The two long tables occupying the centre of the room were already well filled with hungry men indiscriminately attired, not a few coatless and with rolled-up sleeves, as though they had hurried in from work at the first sound of the gong. These paid little attention to her entrance, except to stare curiously as she crossed the floor in Timmons's wake, and immediately afterward again devoted themselves noisily to their food.

A waitress, a red-haired, slovenly girl, with an impediment in her speech, took her order and disappeared in the direction of the kitchen, and Miss Donovan discreetly lifted her eyes to observe the man sitting nearly opposite. He was not prepossessing, yet she instantly recognised his type, and the probability that he would address her if the slightest opportunity occurred. Beneath lowered lashes she studied the fellow—the prominent jaw and thick lips shadowed by a closely trimmed moustache; the small eyes beneath overhanging brows; the heavy hair brushed back from a rather low forehead, and the short, stubby fingers grasping knife and fork.

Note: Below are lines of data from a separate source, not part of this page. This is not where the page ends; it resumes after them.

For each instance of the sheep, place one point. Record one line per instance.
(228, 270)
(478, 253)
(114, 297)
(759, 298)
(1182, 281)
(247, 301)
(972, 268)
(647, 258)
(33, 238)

If he is a drummer, she thought, his line would be whisky; then, almost as suddenly, it occurred to her that perhaps he may prove to be Ned Beaton, and she drew in her breath sharply, determined to break the ice.

The waitress spread out the various dishes before her, and she glanced at them hopelessly. As she lifted her gaze she met that of her vis-a-vis fairly, and managed to smile.

"Some chuck," he said in an attempt at good-fellowship, "but not to remind you of the Waldorf-Astoria."

"I should say not," she answered, testing one of her dishes cautiously. "But why associate me with New York?"

"You can't hide those things in a joint like this. Besides, that's the way you registered."

"Oh, so you've looked me up."

"Well, naturally," he explained, as though with a dim idea that an explanation was required, "I took a squint at the register; then I became more interested, for I'm from little old New York myself."

"You are? Selling goods on the road away out here?"

"Not me; that ain't my line at all. I've got a considerable mining deal on up the canon. I'll earn every dollar I'll make, though, eating this grub. Believe me, I'd like to be back by the Hudson right now."

"You've been here some time, then?"

"'Bout a month altogether, but not here in Haskell all that time. When did you leave New York?"

"Oh, more than a week ago," she lied gracefully.

He stroked his moustache.

"Then I suppose you haven't much late New York news? Nothing startling, I mean?"

"No; only what has been reported in the Western papers. I do not recall anything particularly interesting." She dropped her eyes to her plate and busied herself with a piece of tough beef. "The usual murders, of course, and things of that kind."